There are some limitations to our study. As previously mentioned, no definite conclusions can be drawn from the subgroup analyses due to small numbers. Also, the nature of our study design did not allow for a direct comparison between the conventional knotted seton and the knotless seton in terms of their ability to stay connected. Patients previously treated by a conventional knotted seton reported in a non-validated retrospective questionnaire that 34.8% had lost its connection after an unknown period of time. Treatment by the knotless seton resulted in disconnection in 12.7% of the patients within short-term follow-up of three months, therefore no conclusions can be drawn from differences between these percentages. A comparison was made between the conventional knotted seton and the knotless seton in terms of PDAI scores in a crossover fashion, which demonstrates clinically relevant superiority compared to the conventional knotted seton. However, it should be borne in mind that this might be confounded by the natural course of improvement of the PDAI during drainage over time.
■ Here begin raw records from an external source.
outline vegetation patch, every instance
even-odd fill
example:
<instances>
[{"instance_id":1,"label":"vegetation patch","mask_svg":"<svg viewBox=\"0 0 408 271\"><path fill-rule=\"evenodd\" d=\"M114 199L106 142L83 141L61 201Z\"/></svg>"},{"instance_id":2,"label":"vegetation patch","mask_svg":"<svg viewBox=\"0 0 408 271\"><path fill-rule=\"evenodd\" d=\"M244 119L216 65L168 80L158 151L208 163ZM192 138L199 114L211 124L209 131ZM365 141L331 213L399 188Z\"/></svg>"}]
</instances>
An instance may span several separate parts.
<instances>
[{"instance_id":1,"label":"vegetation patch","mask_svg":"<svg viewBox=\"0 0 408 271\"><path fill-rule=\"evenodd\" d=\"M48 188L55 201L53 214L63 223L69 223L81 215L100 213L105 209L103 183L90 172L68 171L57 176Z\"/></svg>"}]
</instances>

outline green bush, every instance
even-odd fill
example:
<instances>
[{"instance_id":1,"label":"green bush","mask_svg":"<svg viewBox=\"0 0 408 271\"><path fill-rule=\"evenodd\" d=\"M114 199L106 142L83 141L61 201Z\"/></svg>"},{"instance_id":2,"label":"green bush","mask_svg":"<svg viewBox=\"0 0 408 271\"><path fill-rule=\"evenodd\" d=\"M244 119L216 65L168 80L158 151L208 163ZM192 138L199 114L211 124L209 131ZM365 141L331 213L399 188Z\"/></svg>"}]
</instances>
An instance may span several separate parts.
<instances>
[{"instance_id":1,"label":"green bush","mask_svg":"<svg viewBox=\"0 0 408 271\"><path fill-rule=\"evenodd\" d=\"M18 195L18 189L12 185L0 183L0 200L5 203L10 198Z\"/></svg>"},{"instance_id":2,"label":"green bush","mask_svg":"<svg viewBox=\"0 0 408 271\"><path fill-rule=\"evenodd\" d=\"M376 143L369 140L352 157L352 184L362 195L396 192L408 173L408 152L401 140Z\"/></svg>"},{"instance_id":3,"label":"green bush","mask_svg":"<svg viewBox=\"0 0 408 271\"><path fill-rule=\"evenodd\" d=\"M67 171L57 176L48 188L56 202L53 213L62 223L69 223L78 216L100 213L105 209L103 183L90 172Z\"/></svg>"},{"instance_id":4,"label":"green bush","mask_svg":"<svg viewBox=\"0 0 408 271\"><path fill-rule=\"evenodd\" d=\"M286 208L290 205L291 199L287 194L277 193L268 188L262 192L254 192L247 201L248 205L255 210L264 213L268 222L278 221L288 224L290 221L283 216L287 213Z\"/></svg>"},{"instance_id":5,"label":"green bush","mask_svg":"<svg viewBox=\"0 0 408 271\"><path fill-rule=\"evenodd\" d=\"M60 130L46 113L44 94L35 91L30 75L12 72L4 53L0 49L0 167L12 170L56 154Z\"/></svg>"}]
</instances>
Lastly, in this pragmatic study, in some of the patients double vessel loops were used with subsequent larger knots which might have influenced the results.

The results of this study support the feasibility of the knotless seton with promising short-term results. Insertion of the knotless seton significantly improved the perianal disease activity, with a decrease in discharge, pain and induration. Also, replacement of the knotted seton by the knotless seton was clinically relevant for both patients with Crohn’s and cryptoglandular fistulas. Therefore, the knotless seton might be preferred over the conventional knotted seton in patients with perianal fistulas, especially if the conventional seton needs to be replaced. This is an intervention that can easily be done at the outpatient department. As our single-arm study design did not allow for direct comparison, future studies should aim to compare the knotless seton with different knotted techniques used in practice.